Over the past 24 hours, I’ve read countless tweets, blog posts and general commentary on Mark Jaquith’s new commercial plugin, Velocity Page. By every conceivable metric, it will be a phenomenal success. Mark is one of the smartest guys working in open-source software today and the WordPress community is (or should be) acutely aware of how lucky we are to claim him as one of our own.
To say that the plugin will be successful should be a foregone conclusion. Most of the commentary I’ve read can be summarized with the following idea:
Mark is a big deal. He’s doing a commercial WordPress plugin. They have, therefore, arrived. You should be doing the same thing.

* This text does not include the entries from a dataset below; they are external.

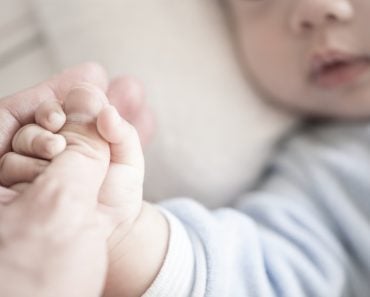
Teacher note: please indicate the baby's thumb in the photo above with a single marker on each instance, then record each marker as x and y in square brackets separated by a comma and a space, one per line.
[122, 188]
[124, 140]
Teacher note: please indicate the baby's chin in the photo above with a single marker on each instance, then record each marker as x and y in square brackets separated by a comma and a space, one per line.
[349, 110]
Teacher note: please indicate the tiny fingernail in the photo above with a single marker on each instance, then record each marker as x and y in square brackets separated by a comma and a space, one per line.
[56, 117]
[115, 114]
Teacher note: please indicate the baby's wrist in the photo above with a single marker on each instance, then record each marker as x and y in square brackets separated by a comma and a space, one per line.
[137, 259]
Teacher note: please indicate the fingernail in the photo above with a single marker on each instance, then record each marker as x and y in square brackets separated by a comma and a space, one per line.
[115, 115]
[56, 118]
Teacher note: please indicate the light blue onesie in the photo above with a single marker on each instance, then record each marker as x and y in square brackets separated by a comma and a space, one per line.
[305, 231]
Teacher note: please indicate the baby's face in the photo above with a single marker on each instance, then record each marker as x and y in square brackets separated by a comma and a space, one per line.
[310, 55]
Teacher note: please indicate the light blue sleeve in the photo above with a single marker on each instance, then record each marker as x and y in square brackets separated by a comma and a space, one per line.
[304, 232]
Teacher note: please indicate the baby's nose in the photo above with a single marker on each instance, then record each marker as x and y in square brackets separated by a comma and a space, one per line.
[309, 15]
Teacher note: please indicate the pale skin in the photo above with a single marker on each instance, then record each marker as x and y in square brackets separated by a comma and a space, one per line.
[120, 197]
[51, 194]
[300, 31]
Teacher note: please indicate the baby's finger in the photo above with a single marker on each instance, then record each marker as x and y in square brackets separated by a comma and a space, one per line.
[20, 188]
[15, 168]
[124, 140]
[34, 141]
[50, 115]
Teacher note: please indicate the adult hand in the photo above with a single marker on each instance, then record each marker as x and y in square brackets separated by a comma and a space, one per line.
[53, 235]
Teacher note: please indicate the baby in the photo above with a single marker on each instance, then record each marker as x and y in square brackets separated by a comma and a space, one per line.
[305, 230]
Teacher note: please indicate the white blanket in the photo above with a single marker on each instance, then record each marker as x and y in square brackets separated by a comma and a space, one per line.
[214, 134]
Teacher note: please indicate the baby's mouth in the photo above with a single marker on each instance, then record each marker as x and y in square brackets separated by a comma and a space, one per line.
[334, 69]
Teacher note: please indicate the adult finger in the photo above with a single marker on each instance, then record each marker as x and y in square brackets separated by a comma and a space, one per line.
[15, 168]
[34, 141]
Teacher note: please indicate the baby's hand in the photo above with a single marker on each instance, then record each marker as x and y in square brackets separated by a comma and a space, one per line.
[33, 147]
[132, 225]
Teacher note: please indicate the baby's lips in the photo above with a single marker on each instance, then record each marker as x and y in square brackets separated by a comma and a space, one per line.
[84, 103]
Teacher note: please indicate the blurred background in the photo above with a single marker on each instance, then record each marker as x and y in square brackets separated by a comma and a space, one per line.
[214, 134]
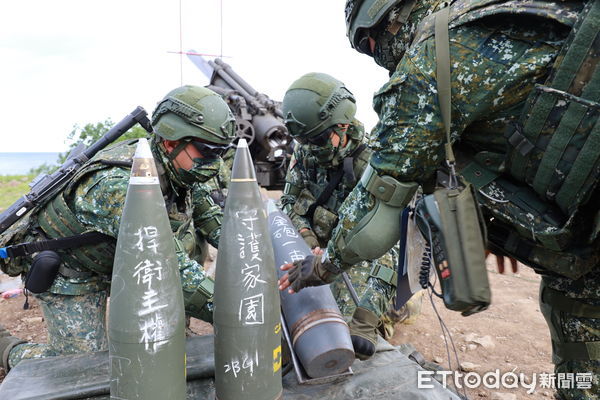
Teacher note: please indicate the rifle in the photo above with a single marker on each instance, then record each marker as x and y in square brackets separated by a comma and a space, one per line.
[259, 120]
[46, 186]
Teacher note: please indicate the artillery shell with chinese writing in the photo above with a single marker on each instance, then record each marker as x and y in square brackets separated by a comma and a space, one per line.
[246, 315]
[146, 327]
[320, 336]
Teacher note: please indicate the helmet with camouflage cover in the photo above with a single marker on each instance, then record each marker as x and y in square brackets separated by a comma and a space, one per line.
[194, 116]
[315, 102]
[362, 15]
[192, 111]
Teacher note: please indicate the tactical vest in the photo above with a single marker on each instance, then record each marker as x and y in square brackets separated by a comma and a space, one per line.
[325, 216]
[539, 204]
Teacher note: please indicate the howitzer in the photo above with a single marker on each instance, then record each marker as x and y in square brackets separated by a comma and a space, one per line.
[46, 186]
[259, 120]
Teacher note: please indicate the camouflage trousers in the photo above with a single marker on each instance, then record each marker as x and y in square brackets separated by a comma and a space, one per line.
[76, 324]
[374, 293]
[574, 323]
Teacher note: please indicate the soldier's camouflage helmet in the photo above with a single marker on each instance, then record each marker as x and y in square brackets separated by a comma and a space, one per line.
[315, 102]
[193, 111]
[362, 15]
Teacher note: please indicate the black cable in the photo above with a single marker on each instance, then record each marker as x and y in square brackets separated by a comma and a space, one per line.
[445, 330]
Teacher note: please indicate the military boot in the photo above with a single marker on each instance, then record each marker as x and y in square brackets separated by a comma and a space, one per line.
[7, 342]
[406, 315]
[363, 332]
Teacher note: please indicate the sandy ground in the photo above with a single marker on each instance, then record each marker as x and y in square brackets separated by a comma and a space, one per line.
[510, 336]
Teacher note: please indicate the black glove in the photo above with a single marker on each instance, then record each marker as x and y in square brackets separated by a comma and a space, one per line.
[310, 238]
[311, 272]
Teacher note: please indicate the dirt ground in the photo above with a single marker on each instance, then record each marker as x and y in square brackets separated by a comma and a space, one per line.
[510, 336]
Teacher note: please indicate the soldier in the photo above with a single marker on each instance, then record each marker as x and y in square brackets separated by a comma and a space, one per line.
[319, 113]
[535, 151]
[192, 128]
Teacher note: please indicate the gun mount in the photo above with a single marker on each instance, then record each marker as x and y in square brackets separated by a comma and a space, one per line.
[259, 120]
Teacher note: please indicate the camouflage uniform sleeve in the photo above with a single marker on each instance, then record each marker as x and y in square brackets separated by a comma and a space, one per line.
[493, 70]
[294, 184]
[100, 198]
[207, 215]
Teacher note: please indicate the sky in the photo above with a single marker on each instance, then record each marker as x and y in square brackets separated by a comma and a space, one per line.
[65, 62]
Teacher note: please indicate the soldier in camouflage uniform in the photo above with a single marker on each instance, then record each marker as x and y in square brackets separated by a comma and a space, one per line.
[193, 127]
[498, 52]
[330, 155]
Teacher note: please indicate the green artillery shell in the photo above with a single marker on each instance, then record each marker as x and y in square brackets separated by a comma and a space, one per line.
[246, 316]
[146, 327]
[320, 336]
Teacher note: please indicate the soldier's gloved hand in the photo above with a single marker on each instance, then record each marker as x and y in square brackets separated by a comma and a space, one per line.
[363, 332]
[311, 271]
[310, 238]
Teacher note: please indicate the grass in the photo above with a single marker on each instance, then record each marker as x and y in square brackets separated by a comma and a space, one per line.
[12, 187]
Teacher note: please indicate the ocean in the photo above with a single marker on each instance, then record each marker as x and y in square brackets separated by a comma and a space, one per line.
[21, 163]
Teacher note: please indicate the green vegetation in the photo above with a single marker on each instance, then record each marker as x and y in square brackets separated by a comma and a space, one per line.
[12, 187]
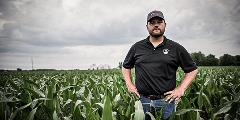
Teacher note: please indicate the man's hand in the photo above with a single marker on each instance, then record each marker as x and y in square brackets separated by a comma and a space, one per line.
[175, 94]
[132, 89]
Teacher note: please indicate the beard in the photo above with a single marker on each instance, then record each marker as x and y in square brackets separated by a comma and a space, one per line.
[157, 35]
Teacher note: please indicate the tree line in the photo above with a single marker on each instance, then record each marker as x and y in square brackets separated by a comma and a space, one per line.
[210, 60]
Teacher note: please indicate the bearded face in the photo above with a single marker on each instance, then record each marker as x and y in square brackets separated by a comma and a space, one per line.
[156, 27]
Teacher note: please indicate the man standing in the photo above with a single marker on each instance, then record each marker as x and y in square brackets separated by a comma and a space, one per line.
[156, 60]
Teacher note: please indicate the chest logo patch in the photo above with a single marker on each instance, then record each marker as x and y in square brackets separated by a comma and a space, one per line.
[165, 51]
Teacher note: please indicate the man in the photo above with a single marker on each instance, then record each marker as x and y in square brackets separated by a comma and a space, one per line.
[156, 60]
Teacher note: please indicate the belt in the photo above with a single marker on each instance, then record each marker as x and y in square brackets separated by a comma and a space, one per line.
[154, 97]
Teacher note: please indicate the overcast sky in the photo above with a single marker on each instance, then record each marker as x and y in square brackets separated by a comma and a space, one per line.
[74, 34]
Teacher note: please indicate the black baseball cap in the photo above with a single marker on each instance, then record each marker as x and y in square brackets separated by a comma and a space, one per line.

It’s an apt point, and these days, every one is launching some kind of product. Or at least has an idea for one. But Mark is a more or less unique case. He is, at the time of this writing, the only project leader for WordPress whose sole source of income comes from consulting. He’s not employed by Automattic or Audrey Capital. He’s running his own show. By his own admission, the reality that he was the release leader for WordPress 3.6 had a significant and negative impact on his revenue in 2013. While it’s great/revolutionary/fancy/whatever that he has launched a product – and it certainly has implications that are important – the biggest implication is for you and me.
See – if Mark has a source of recurring revenue, a successful product – he doesn’t have to be billing for his time (at least not as much). If that’s the case, he has more time to contribute to WordPress – creating an even better system to build the internet upon. See where I’m going here?
Mark and others should absolutely be encouraged to create ridiculously successful products. Not just for their own gain – because once they’re (we’re) able to stop trading time for money, we can spend more time on democratizing publishing on the web without worrying about how the bills are going to get paid. And that’s pretty special.
If you’re not working on a product, or planning to, why not? I’d love to hear your perspective.
More importantly – if you do have a successful commercial WordPress product, and you’re not contributing to WordPress core – why not?